Well, this year things were a bit off. Everything that has ever worked for me in the past didn’t work, we were always in the wrong place or something else happened to screw it up. My elk hunting honey hole seemed to have plenty of elk, but never any close enough for Dad to feel comfortable with. We usually get a bull or two, and always the cows. But this year we didn’t get a thing, I felt horrible because Dad was so excited to go, and there was simply nothing that could be done. We still had as good a time as we could, and enjoyed the time out.
After a dismal elk hunt, the deer hunt started. I had high hopes, but I was worried after the elk hunt turned out to be a bust.
The deer hunt turned out to be quite the same, the first four days we didn’t even see a buck. I gave up on that spot and we left and headed home, I asked Dad if he wanted to try another spot a little closer to home. The next day we went to another of my old standby hunting spots, that was a bad move. Not only did we not see a single deer but on our way out, we were climbing up an ugly hill on the 4wheelers and Dad hit a rock just right and knocked his machine over. His pride and joy Grizzly rolled over the top of him and end over end for a hundred yards or so until it luckily stopped in a tree. Had it not it would have been gone forever. I stopped to see what was keeping him, and I thought for sure he was dead when I heard his bike rolling down the mountain behind me. He wasn’t hurt too bad, just scratched up and a bit bloody. I was working in a panic to get his bike out, gather his stuff that was scattered all over the hillside, including his broken rifle, just in case he needed medical attention, but by the time we got out it was pretty clear that he was gonna be ok. After that mess, Dad was pretty much out of excitement for hunting, and I had pretty much given up as well.
My brother in law called me Friday night and asked me if I wanted to go out with him Saturday morning, I didn’t know what to expect but I knew I’d never get a deer sitting home doing honey do’s.

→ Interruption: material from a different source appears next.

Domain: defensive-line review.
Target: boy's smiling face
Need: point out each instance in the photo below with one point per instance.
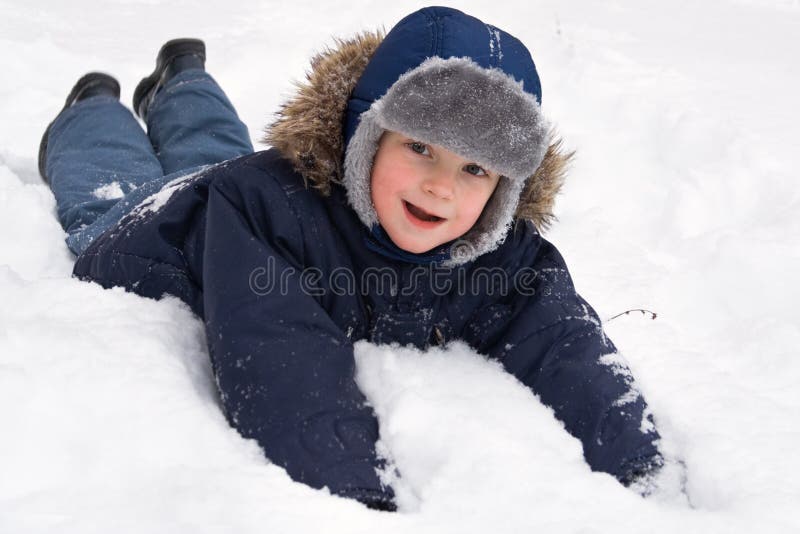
(425, 195)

So I went out with him, we saw a lot of this kinda stuff:
But we kept after it, and went on looking. After a couple hours and a good nap, we found a bunch of does out on a brushy flat. Several more kept appearing in the distance. I kept watching, and at the end of the flat I saw a deer that was too heavy to be a doe, I looked hard and quickly put antlers on him. I couldn’t tell how big he was, only that he was a buck, and that was good enough for me at this point in the game.
I hit him with my rangefinder, and he was around six-hundred and fifty yards moving just fast enough in the wrong direction. I watched him go into some deep and tall sagebrush, my brother in law sat and watched, while I sprinted towards the brush patch. On my way there, four more doe’s jumped out and started running towards the buck’s last known position. I knew they would tattle on me as soon as they got there so I kept running. The fleeing does seemed perplexed that I continued running but not after them. As I moved, I scanned the terrain ahead for a good shooting position. I found one, a clear spot in the grass slightly elevated with a good view of the patch where the buck was still hidden. I laid down and ranged the doe’s as they began emerging on the far side of the brush patch, just shy of four-hundred yards, one after another they came out, I figured he would be last. He came out of the brush like a ghost, he just appeared, I had already dialed my elevation, I was doping the wind which was left to right. I held my wind correction and pressed the trigger, the buck reared up on his hind legs as though I’d hit him, I listened for the familiar smack sound to return to me, but it never did. I settled back upon him and to my surprise he was still there, I ran the bolt fast and sent a second shot. I watched through the recoil and saw only his shape settle in the tall grass, his feet up in the air. My brother in law was still four-hundred yards or so behind me, and didn’t even know I had taken a shot. I had to do a victory dance with my hat in the air for him to start making his way down.
I made my way to the buck, still unsure of how big or small he was. I was quite surprised when I saw this:
He was definitely past his prime, his teeth were about to fall out. I was nonetheless happy to have found him, and we took him home happy as we’d been in weeks. It was a rough hunting season, and he is perhaps the ugliest buck I’ve ever seen, but he was a blessing in a very ugly disguise.